Первосвященник нажал кнопку, и Стиба увели. Он был очень мрачен, но молчал, не желал давать новых козырей Бриггсу. Только в своей камере он бил себя кулаком по голове и шептал:
— Зачем я выдумал Атлантиду? Зачем? Невызванной оставалась одна Сидония. Она бесконечно волновалась каждое утро. Но прошли еще утро, день, вечер — ее не вызывали. Волнуясь и не понимая, она решила что ее вызовут завтра, и легла спать. Во сне она почувствовала страшную тяжесть. Ей снилось, что какое-то большое животное тяжело уселось на ее груди, пристально смотрит на нее злыми глазами и медленно запускает огромные когти в ее тело, чтобы добраться до сердца и вырвать его. Она с усилием разомкнула глаза. Над ней, положив тяжелую руку на ее грудь, стоял высокий старик с длинной бородой весь в белом, странно похожий на Антиноя, но с глазами земными и острыми, воплощенная сила и власть. По рассказам друзей она сразу узнала первосвященника. Он не отнял руки, когда она проснулась. Глаза ее, встретившись с глазами первосвященника, не выдержали и испуганно скользнули в сторону. Тогда только она заметила, что лежит не у себя в камере, а в кабинете. Ее перенесли сонную. Первосвященник долго молчал, а она не решалась шевельнуться или посмотреть на него. Первосвященник медленно и тихо заговорил:
— Мы знаем, что ангелы с неба взирают с тревожной радостью на красоту дочерей земли. Мы знаем, что жалкие земные существа с невыразимой тоской мечтают о красоте дочерей неба. Вы — дочь земли и вы явились к нам с небес. Дитя, понимаете ли вы, к чему предназначил вас бог? Дитя, готовы ли вы принять и выслушать повеления бога?
Он не отводил своих глаз от Сидонии, притянул и заставил ее глаза подчиниться. Ее рука бессильно лежала в его руке. Он медленно наклонился, его растущие глаза надвинулись на нее, как огни паровоза на привязанного к рельсам.

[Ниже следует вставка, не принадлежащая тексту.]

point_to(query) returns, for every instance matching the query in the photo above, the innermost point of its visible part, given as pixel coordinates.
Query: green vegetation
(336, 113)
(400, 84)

Она вскрикнула и закрыла глаза. У нее не было сил сопротивляться, и она ничего не понимала. Он снова заговорил, так же медленно, тихо и властно:
— Величайшие таинства откроются вам. Вы будете читать в душах людей, как в раскрытой книге. Вы исполнитесь презрением и жалостью, невыносимыми для сердца человеческого. Но вы уже не будете человеком. Несравненное блаженство вознесет на крыльях вашу душу. Дитя, готовы ли вы?

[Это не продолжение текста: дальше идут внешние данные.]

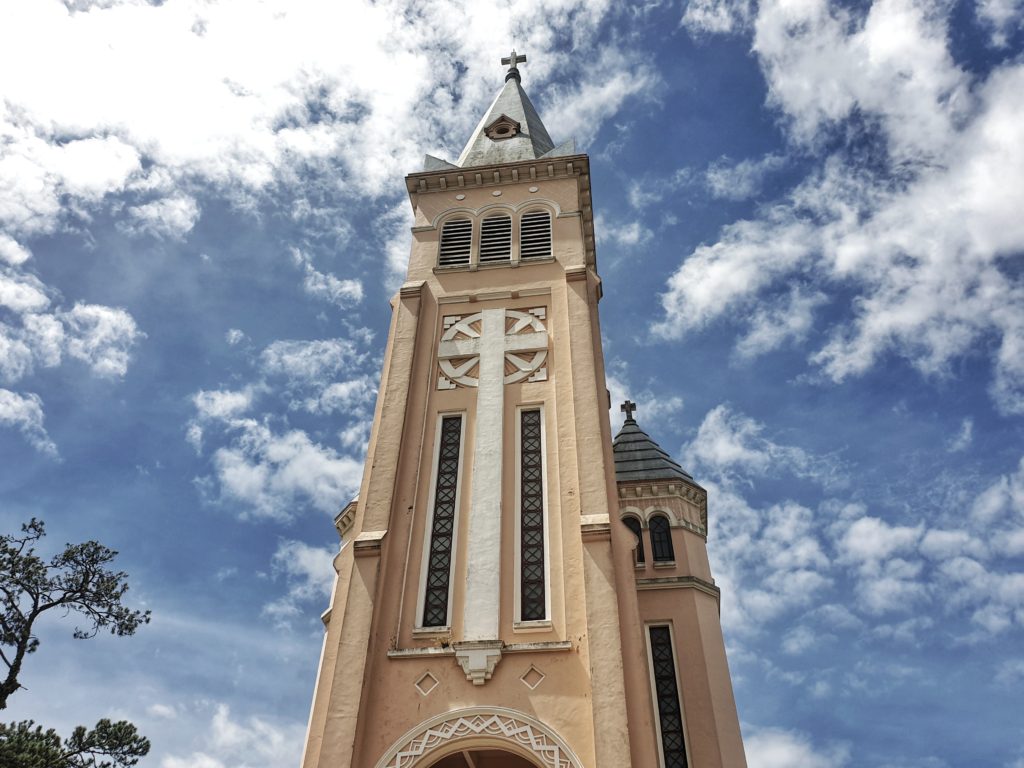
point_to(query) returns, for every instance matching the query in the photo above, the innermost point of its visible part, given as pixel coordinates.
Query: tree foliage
(110, 744)
(76, 581)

Он провел рукой по ее волосам нежно, но с такой силой, что у нее закружилась голова. У нее не осталось воли, и самое дыхание, казалось, покидало ее. Настойчивый и приказывающий голос заполнил весь ее мозг, руки первосвященника владели ее беспомощным телом. Она была в его власти, изнемогая от его силы.
— Дитя, я отдам вам мою власть и бремя, и не будет на земле королевы, равной вам. Но я буду вашей волей, я буду вашим сердцем и вашим сознанием. Слуга вашей красоты, я буду хозяином вашей жизни. Я сломаю, я испепелю вас и создам заново, скую навеки и вознесу над жизнью. Готовы ли вы, дитя?
Он сжал руками ее плечи и снова приблизил глаза к ее глазам. Ей казалось, что взор его уже уничтожает ее. Остановилось и дыхание. Она чуть-чуть вздрогнула и упала в обморок.
Она очнулась снова у себя в камере. Как сквозь сон, ей казалось, то она слыхала голос Антиноя. Она вспомнила глаза первосвященника и с криком кинулась в коридор искать защиты у людей земли. Но на пороге камеры ее ждал Антиной.